Он сделал много рисунков с девочек и девушек разного возраста, разных характеров, разной внешности. Набросал центральную группу — императора с маленькой девчушкой на руках, по-отечески ласково склоняющегося к окружающим его детям. Сходил в женский Патриотический институт, благо неподалеку, на 11-й линии, высмотрел там большой двусветный зал с колоннадой и хорами, очень подходящий для подобной сцены, тщательно зарисовал, начертил и обмерил все нужное.

Задача вполне натурально написать этот зал с массой фигур и сложным освещением смущала его, но он и тут нашел выход. Накупил картона, разнообразной бумаги, стеклышек, иголок, пластыря, коллодиума, а также несколько маленьких куколок. Склеил с возможной тщательностью модель зала, открытую с одной стороны (так поступил в свое время Венецианов, не пожалевший для одной из картин выпилить стену в собственном гумне), аккуратно расставил колонны и разместил между ними хоры; колонны обклеил бумажкой «под мрамор», а пол — бумажкой «под дерево»; даже в окна вставил стеклышки. Не поленился изготовить добрую сотню фигурок из горошинок: каждую он оборачивал бумагой, перетягивал ниткой, а свободный низ бумаги распускал и подрезал в виде длинной юбки. Эти фигурки он мог расставлять как угодно, добиваясь выгодной группировки. Придумал и способ создать нужное освещение, придвинув модель к окну, а с другой стороны подсвечивая лампой. Словом, тешил себя как мог и пока мог.

А картина так и заглохла. Сделал, правда, большой масляный эскиз, проработанный довольно обстоятельно, и на том дело кончилось. Пришла в голову мысль хотя бы эскиз предложить Тимму, недавно начавшему выпускать свой знаменитый «Русский художественный листок»; затея была дельная, но и из нее ничего не вышло, то ли сам передумал, то ли Тимм закапризничал.

Так и получалось все время, что Федотов — не растяпа, не белоручка, человек, жизнью тертый, жизнь знавший, в жизни многое умевший и многого добившийся сам, такой рассудительный и практичный, — неизменно терпел крах во всех своих предприятиях, где пытался искусство как-то приспособить к выгоде, вдохновение соединить с расчетом. Всё как будто верно и здраво придумывал, всё взвешивал, всё рассчитывал, и всякий раз либо расчет в каком-то малом пунктике оказывался неверен, либо самого Федотова что-то останавливало на полдороге: нет, не могу.

Да и как же иначе?

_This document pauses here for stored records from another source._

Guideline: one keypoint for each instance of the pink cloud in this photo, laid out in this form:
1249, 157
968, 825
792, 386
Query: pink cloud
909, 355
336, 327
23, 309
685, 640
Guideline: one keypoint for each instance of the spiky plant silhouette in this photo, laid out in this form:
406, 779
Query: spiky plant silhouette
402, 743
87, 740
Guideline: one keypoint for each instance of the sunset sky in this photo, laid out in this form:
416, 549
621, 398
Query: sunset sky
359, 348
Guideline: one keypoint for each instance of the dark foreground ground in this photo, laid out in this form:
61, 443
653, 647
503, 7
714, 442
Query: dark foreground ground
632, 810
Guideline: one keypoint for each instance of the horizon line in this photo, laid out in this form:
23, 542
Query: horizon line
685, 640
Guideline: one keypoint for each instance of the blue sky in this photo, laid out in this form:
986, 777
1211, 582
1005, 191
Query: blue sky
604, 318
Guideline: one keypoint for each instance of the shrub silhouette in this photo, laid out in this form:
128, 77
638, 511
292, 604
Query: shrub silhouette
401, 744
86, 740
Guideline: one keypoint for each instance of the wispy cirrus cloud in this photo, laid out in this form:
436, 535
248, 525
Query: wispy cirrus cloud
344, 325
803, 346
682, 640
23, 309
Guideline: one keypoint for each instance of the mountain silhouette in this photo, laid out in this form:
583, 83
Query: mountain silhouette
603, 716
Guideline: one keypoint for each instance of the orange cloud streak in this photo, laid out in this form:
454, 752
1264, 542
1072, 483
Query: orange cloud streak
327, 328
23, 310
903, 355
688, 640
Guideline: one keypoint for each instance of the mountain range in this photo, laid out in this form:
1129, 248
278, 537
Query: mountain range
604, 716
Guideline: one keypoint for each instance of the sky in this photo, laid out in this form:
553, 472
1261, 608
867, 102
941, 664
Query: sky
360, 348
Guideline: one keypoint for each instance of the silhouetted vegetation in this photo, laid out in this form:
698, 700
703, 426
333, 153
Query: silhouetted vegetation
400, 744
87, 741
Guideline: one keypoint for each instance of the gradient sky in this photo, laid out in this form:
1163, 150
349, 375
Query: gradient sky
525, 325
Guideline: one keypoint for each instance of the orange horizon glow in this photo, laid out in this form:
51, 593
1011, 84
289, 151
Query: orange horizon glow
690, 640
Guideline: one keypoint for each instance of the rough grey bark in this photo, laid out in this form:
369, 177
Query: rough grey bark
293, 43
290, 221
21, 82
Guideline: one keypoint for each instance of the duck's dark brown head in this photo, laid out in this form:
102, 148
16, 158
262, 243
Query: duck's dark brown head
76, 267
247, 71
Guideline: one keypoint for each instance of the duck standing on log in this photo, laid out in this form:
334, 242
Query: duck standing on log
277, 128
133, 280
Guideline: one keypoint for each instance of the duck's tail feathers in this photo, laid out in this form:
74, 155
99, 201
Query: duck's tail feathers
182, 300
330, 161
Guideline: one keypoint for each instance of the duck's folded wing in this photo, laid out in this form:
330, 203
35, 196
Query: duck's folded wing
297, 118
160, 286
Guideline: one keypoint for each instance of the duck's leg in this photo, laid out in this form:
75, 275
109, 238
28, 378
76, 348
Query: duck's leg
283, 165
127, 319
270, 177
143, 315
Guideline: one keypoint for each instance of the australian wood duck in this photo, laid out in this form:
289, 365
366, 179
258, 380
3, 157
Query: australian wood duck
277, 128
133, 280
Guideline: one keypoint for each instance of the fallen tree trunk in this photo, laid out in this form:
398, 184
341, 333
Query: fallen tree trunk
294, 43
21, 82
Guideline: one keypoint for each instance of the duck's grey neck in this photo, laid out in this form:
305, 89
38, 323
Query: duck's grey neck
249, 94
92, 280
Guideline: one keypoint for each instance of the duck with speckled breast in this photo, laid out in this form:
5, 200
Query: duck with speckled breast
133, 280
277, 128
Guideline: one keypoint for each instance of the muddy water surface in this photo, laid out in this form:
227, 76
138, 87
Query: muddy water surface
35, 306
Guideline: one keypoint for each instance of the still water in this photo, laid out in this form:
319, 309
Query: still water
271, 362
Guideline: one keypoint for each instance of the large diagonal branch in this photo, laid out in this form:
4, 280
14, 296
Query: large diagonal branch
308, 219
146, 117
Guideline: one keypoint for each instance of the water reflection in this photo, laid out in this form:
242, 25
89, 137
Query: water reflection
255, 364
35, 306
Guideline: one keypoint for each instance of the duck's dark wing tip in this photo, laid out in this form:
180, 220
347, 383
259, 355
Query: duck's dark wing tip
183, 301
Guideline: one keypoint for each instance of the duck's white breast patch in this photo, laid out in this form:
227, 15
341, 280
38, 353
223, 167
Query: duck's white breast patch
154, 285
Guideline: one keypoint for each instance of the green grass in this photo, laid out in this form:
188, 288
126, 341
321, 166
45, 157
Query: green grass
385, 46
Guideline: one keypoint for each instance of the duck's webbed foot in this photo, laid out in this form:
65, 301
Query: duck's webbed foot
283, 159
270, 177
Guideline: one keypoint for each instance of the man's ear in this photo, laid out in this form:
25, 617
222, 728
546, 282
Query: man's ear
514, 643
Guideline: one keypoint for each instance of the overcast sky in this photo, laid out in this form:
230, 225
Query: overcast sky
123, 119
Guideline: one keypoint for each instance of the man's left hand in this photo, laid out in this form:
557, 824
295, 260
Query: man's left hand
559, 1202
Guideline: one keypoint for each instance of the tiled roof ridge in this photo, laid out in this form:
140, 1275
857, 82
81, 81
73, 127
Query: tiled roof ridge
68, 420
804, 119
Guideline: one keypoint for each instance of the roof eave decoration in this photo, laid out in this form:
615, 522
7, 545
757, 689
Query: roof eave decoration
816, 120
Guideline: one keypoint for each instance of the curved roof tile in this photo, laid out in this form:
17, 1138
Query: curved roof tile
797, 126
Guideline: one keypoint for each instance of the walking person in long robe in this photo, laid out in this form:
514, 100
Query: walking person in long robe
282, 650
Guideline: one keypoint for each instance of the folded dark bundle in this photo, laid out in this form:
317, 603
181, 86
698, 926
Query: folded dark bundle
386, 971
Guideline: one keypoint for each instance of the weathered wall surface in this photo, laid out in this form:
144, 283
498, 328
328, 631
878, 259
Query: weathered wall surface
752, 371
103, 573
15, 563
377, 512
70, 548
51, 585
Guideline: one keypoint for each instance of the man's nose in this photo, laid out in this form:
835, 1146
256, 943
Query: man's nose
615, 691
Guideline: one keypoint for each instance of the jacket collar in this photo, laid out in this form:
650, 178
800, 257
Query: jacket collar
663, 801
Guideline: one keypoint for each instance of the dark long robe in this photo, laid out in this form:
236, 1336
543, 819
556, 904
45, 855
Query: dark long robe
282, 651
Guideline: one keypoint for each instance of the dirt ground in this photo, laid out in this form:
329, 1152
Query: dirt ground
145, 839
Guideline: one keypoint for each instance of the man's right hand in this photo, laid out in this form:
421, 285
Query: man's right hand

Он был слишком целен (а может быть, и слишком прямодушен) для того, чтобы без ущерба для себя отходить от собственных правил. Дружинин вспоминал: «Говоря о художниках, которые богатели, отступившись от упорной работы для поставки скороспелых произведений, Федотов ограничивался несколькими словами, не лишенными колкости, при своем неоспоримом снисхождении: “Такой-то пишет очень легко и мило. Он забыл свою старую манеру. Что ж делать! ему надобно жить и хочется жить! Вильки под конец жизни делал то же, Гвидо Рени, говорят, делал то же”. Тут были и оправдание, и благородная терпимость, а между тем общий приговор был очень строг: человека, спасовавшего перед нуждою, Федотов неумолимо вычеркивал из списка художников, оставляя за ним все качества прекрасного, умного, ловкого, но слабого смертного…» Не отцовский ли, памятный с детства, ригоризм вскипал вдруг в нем?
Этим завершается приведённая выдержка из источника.